Sci Rep. 2026 Apr 5. doi: 10.1038/s41598-026-46192-8. Online ahead of print.
ABSTRACT
Neovascular glaucoma (NVG) is a severe, vision-threatening secondary glaucoma associated with ocular ischemia and systemic vascular disease. Whether NVG also serves as a marker of systemic vascular risk remains unclear. In this retrospective, multicenter cohort study, adults with NVG were identified from a global electronic health record network and 1:1 propensity score matched to controls, accounting for demographics, comorbidities, medications, and healthcare utilization. Follow-up was up to 10 years. Primary outcomes were all-cause mortality, myocardial infarction, stroke, cardiac arrest, and three-point major adverse cardiovascular events (3P-MACE). Sensitivity analyses compared NVG with primary open-angle glaucoma (POAG) and examined subgroups with proliferative diabetic retinopathy, retinal vein occlusion, or ocular ischemic syndrome.
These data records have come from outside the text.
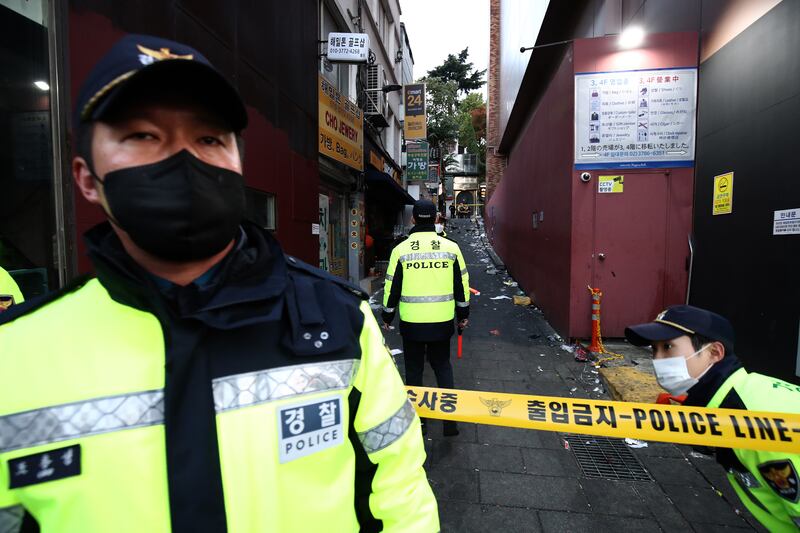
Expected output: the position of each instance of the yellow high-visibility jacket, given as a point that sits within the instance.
(264, 400)
(427, 280)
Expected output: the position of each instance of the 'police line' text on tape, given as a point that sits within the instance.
(727, 428)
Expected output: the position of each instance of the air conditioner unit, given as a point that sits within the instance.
(376, 98)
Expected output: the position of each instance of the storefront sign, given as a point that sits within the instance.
(723, 194)
(635, 119)
(417, 161)
(341, 124)
(415, 124)
(323, 232)
(786, 222)
(610, 184)
(348, 47)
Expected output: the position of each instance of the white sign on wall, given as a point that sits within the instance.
(348, 47)
(635, 119)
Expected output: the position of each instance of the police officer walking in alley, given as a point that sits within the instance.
(427, 280)
(203, 381)
(693, 355)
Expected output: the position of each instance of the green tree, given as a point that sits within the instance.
(456, 68)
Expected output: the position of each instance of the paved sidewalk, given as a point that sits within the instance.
(506, 479)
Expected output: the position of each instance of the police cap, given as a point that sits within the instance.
(680, 320)
(138, 62)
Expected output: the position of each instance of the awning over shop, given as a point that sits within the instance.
(383, 183)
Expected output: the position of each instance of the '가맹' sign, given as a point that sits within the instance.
(417, 161)
(635, 119)
(341, 123)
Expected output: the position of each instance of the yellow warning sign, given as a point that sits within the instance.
(725, 428)
(610, 184)
(723, 194)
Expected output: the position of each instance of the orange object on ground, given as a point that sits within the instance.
(595, 346)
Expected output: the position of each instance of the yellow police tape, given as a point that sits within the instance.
(727, 428)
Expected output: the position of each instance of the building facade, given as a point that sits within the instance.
(270, 51)
(649, 231)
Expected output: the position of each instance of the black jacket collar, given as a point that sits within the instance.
(250, 278)
(707, 387)
(422, 227)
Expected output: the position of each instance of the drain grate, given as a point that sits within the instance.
(603, 457)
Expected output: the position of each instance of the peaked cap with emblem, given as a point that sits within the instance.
(680, 320)
(144, 61)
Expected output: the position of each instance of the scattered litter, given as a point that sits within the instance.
(522, 300)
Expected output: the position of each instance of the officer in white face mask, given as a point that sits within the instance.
(693, 355)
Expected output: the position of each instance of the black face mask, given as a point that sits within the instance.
(179, 209)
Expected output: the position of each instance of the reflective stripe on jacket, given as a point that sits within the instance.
(427, 279)
(115, 418)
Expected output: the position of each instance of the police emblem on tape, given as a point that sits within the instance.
(308, 428)
(45, 466)
(495, 406)
(782, 478)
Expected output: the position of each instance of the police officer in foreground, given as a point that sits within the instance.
(203, 381)
(427, 280)
(693, 355)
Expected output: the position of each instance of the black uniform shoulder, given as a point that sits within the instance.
(297, 266)
(29, 306)
(397, 241)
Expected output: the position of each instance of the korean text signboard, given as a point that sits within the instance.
(348, 47)
(341, 125)
(723, 194)
(635, 119)
(786, 222)
(415, 121)
(417, 161)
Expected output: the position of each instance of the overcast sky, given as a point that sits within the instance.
(440, 27)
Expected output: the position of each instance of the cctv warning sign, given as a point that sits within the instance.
(723, 194)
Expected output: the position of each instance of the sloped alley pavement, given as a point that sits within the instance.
(506, 479)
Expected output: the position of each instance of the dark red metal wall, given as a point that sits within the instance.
(269, 51)
(554, 263)
(537, 180)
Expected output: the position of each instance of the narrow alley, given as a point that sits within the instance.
(506, 479)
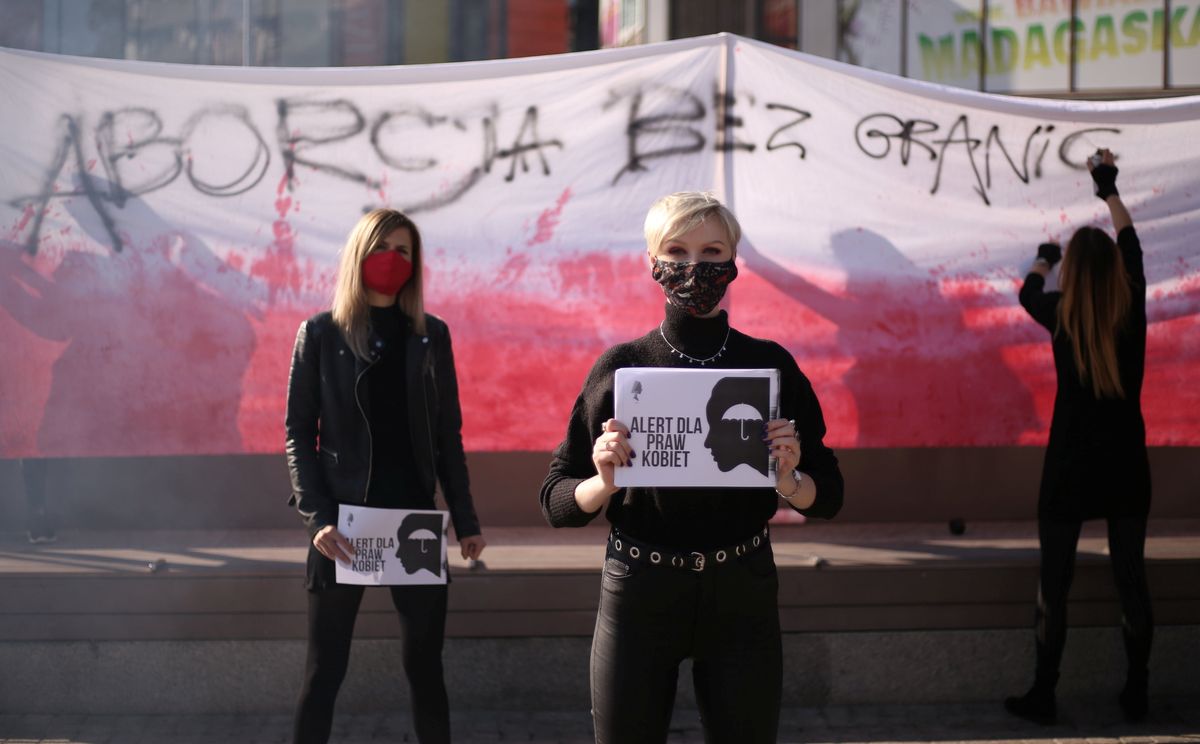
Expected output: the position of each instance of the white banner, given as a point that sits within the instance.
(165, 228)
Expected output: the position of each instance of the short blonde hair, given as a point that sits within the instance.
(684, 210)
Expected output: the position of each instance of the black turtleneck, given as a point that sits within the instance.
(393, 471)
(689, 519)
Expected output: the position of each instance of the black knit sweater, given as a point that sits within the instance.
(689, 519)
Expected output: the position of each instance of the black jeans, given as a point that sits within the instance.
(33, 472)
(725, 619)
(1127, 550)
(331, 615)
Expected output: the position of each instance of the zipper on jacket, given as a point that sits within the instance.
(358, 379)
(429, 427)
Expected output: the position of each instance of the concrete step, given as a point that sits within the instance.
(895, 613)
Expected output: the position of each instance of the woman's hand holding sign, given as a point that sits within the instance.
(785, 445)
(334, 545)
(610, 451)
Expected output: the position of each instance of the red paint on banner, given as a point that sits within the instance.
(549, 219)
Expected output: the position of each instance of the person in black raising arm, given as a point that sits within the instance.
(1096, 463)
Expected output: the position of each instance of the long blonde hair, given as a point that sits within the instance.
(352, 315)
(1095, 303)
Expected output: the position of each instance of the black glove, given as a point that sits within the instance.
(1050, 252)
(1105, 178)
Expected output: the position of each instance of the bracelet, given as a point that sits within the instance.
(797, 479)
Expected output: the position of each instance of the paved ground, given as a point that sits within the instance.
(1083, 723)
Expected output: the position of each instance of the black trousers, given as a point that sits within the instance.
(1127, 550)
(33, 472)
(725, 619)
(331, 615)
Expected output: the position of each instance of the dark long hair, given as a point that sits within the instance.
(1095, 304)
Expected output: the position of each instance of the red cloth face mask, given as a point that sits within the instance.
(387, 271)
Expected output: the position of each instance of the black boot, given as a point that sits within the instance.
(1133, 699)
(1038, 706)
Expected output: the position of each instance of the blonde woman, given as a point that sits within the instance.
(373, 419)
(689, 573)
(1096, 463)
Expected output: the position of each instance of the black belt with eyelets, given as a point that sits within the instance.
(640, 552)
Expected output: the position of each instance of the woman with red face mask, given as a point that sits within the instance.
(373, 419)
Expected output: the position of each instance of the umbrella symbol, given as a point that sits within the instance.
(421, 535)
(742, 413)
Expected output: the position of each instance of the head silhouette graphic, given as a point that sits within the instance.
(737, 411)
(419, 543)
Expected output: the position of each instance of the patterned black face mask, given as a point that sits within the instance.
(694, 286)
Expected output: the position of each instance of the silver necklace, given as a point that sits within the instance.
(693, 359)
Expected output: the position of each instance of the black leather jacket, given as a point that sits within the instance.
(328, 436)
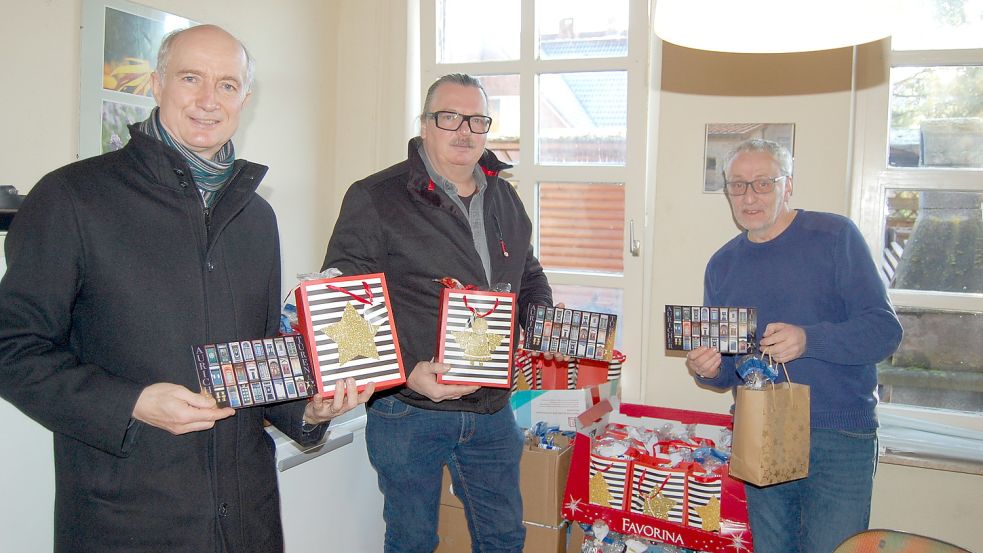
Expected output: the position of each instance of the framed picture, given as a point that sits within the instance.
(118, 54)
(721, 138)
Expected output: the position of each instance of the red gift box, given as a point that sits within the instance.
(349, 331)
(642, 476)
(475, 337)
(545, 374)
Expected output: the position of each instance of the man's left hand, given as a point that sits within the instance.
(345, 399)
(783, 342)
(553, 356)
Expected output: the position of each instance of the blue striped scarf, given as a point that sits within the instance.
(210, 175)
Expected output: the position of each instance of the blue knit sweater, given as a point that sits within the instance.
(817, 274)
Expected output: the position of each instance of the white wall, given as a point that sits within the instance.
(332, 105)
(811, 90)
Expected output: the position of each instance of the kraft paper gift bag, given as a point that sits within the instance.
(771, 434)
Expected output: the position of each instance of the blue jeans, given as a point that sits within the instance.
(816, 513)
(409, 447)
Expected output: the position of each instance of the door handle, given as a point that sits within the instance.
(634, 246)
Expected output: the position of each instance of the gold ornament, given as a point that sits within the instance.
(599, 493)
(477, 342)
(522, 383)
(710, 515)
(354, 336)
(657, 505)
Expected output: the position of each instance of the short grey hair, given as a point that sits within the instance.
(462, 79)
(164, 55)
(778, 153)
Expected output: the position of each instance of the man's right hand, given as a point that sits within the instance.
(423, 380)
(703, 362)
(177, 409)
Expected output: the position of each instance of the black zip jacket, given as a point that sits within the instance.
(396, 222)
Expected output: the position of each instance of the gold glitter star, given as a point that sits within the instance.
(522, 383)
(477, 342)
(710, 515)
(599, 493)
(354, 336)
(658, 506)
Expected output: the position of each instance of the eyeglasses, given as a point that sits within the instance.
(451, 121)
(760, 186)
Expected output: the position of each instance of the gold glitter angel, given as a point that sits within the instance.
(710, 515)
(354, 335)
(477, 343)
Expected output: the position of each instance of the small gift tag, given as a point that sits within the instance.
(254, 372)
(349, 331)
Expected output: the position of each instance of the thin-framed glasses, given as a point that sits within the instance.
(760, 186)
(451, 121)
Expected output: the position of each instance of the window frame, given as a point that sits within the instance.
(871, 177)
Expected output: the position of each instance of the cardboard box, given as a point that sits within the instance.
(554, 407)
(542, 477)
(455, 538)
(734, 533)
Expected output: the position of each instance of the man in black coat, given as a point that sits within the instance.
(118, 266)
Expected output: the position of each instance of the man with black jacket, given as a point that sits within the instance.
(118, 266)
(444, 212)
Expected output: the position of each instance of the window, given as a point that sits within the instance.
(919, 201)
(568, 93)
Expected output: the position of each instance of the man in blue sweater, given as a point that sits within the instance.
(824, 312)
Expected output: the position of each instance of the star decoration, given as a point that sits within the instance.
(710, 515)
(573, 506)
(354, 336)
(658, 506)
(599, 493)
(477, 342)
Among 17,020 matched pairs, NVG was associated with higher risks of all-cause mortality (HR 1.70, 95% CI 1.60-1.81), myocardial infarction (HR 1.53, 95% CI 1.40-1.67), cardiac arrest (HR 1.57, 95% CI 1.36-1.82), stroke (HR 1.62, 95% CI 1.48-1.79), and 3P-MACE (HR 1.59, 95% CI 1.51-1.68). Findings were consistent across sensitivity and ischemic retinal subgroups. NVG is associated with increased long-term mortality and cardiovascular events, suggesting that its occurrence may identify patients with higher systemic vascular risks and supporting the need for proactive cardiovascular assessment.